The Release Process
This project currently follows a Continuous Delivery process, but it's gradually moving toward Continuous Deployment.
Whenever a commit is pushed to this repository's main
branch, the deployment pipeline kicks in, deploying the changeset to the stage
environment.
After the deployment is complete, accessing the __version__
endpoint will show the commit hash of the deployed version, which will eventually match to the one of the latest commit on the main
branch (a node with an older version might still serve the request before it is shut down).
Versioning
The commit hash of the deployed code is considered its version identifier. The commit hash can be retrieved locally via git rev-parse HEAD
.
Preventing deployment
Occasionally developers might want to prevent a commit from triggering the deployment pipeline. While this should be discouraged, there are some legitimate cases for doing so (e.g. docs only changes).

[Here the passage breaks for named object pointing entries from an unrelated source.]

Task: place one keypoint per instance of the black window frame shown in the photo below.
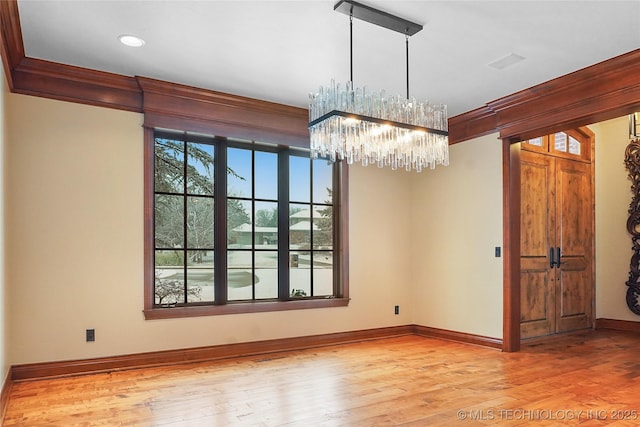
(285, 300)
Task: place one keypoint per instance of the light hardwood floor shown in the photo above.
(589, 379)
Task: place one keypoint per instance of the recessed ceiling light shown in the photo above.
(507, 61)
(130, 40)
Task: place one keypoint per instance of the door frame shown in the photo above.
(511, 229)
(603, 91)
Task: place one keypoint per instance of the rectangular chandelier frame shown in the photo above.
(376, 120)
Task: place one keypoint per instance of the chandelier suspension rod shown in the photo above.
(351, 46)
(406, 36)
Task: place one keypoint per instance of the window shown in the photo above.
(240, 226)
(571, 144)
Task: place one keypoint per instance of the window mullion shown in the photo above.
(185, 221)
(283, 225)
(220, 218)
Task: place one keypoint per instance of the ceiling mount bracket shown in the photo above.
(377, 17)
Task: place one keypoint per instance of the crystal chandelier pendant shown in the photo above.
(347, 123)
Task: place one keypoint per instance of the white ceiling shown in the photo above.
(281, 50)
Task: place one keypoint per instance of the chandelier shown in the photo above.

In order to prevent the deployment of the code from a PR when merging to main
, the title of that PR must contain the [do not deploy]

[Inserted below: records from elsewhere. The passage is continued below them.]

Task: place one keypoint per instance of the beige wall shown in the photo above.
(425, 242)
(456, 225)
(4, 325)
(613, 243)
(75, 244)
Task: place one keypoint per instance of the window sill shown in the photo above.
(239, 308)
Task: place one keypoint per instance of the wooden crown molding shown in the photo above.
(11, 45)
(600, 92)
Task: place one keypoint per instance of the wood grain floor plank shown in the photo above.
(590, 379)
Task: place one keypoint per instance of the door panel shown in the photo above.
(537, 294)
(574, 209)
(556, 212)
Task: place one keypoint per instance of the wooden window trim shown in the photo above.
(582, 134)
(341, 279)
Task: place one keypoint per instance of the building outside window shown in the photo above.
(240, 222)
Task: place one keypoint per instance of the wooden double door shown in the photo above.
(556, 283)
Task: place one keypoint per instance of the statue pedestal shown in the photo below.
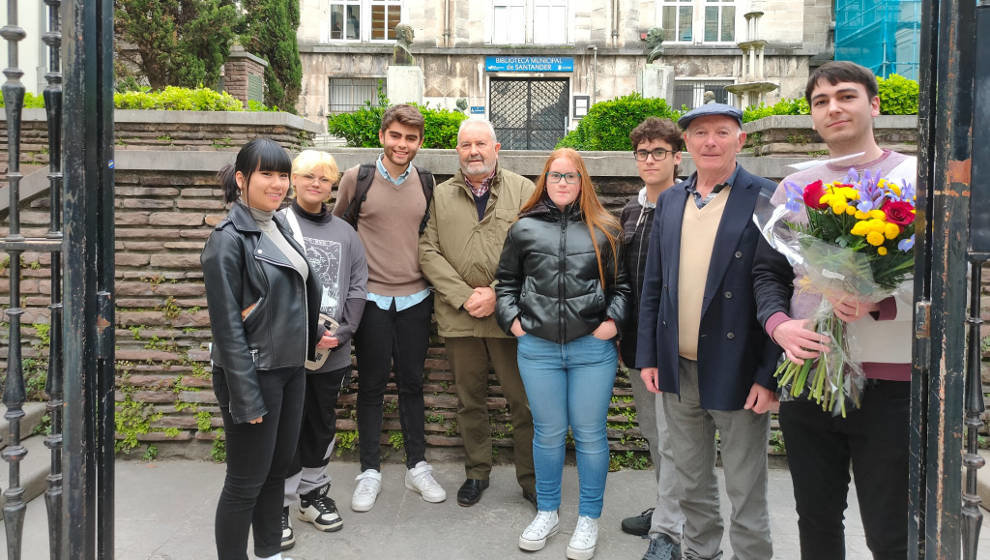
(657, 80)
(405, 84)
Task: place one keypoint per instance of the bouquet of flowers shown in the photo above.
(845, 240)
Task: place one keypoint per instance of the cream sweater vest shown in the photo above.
(698, 231)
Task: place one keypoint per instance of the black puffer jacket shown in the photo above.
(243, 268)
(548, 277)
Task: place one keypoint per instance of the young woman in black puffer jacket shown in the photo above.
(562, 291)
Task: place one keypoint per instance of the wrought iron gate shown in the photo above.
(529, 113)
(80, 240)
(953, 241)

text. Note that, when generating the merge commit for a branch within the GitHub UI, the extened description must not be changed or care must be taken to ensure that [do not deploy]
is still present.
For example:
# PR title (NOT the commit message)
doc: Add documentation for the release process [do not deploy]
While the [do not deploy]
can be anywhere in the title, it is recommended to place it at its end in order to better integrate with the current PR title practices.

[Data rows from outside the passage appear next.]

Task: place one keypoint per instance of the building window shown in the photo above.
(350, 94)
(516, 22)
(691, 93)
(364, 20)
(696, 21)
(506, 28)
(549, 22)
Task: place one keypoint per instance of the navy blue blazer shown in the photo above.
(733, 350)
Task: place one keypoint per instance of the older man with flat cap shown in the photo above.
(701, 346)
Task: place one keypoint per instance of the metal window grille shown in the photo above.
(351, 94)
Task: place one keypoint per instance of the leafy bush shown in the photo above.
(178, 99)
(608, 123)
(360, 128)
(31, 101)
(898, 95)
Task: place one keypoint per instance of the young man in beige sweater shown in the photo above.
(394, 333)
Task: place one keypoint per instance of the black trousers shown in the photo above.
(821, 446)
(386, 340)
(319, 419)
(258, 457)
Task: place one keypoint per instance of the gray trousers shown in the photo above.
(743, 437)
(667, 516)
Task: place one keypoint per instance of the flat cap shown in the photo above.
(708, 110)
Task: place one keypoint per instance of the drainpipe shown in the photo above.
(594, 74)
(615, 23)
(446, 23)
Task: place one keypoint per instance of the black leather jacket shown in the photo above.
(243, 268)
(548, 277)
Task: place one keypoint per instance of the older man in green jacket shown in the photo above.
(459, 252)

The deployment pipeline will analyse the message of the merge commit (which will be contain the PR title) and make a decision based on it.
Releasing to production
Developers with write access to the Merino repository can initiate a deployment to production after a Pull-Request on the Merino GitHub repository is merged to the main
branch.
While any developer with write access can trigger the deployment to production, the expectation is that individual(s) who authored and merged the Pull-Request should do so, as they are the ones most familiar with their changes and who can tell, by looking at the data, if anything looks anomalous.
In general authors should feel responsible for the changes they make and shepherd throught their deployment.
Releasing to production can be done by:
- opening the CircleCI dashboard;
- looking up the pipeline named
merino <PR NUMBER>
running in themain-workflow
; this pipeline should either be in a running status (if the required test jobs are still running) or in the "on hold" status, with theunhold-to-deploy-to-prod
being held; - once in the "on hold" status, with all the other jobs successfully completed, clicking on the "thumbs up" action on the
unhold-to-deploy-to-prod
job row will approve it and trigger the deployment, unblocking thedeploy-to-prod
job; - developers must monitor the Merino Application & Infrastructure dashboard for any anomaly, for example significant changes in HTTP response codes, increase in latency, cpu/memory usage (most things under the infrastructure heading).
What to do if production is broken?
Don't panic and follow the instructions below:
- depending on the severity of the problem, decide if this warrants kicking off an incident;
- if the root cause of the problem can be identified in a relatively small time, create a PR for the fix.
- verify the fix locally;
- verify the fix on
stage
, after it is reviewed by a Merino developer and merged; - deploy it to production.
OR
- if the root cause of the problem is harder to track down, revert the last commit and then deploy the revert commit to production.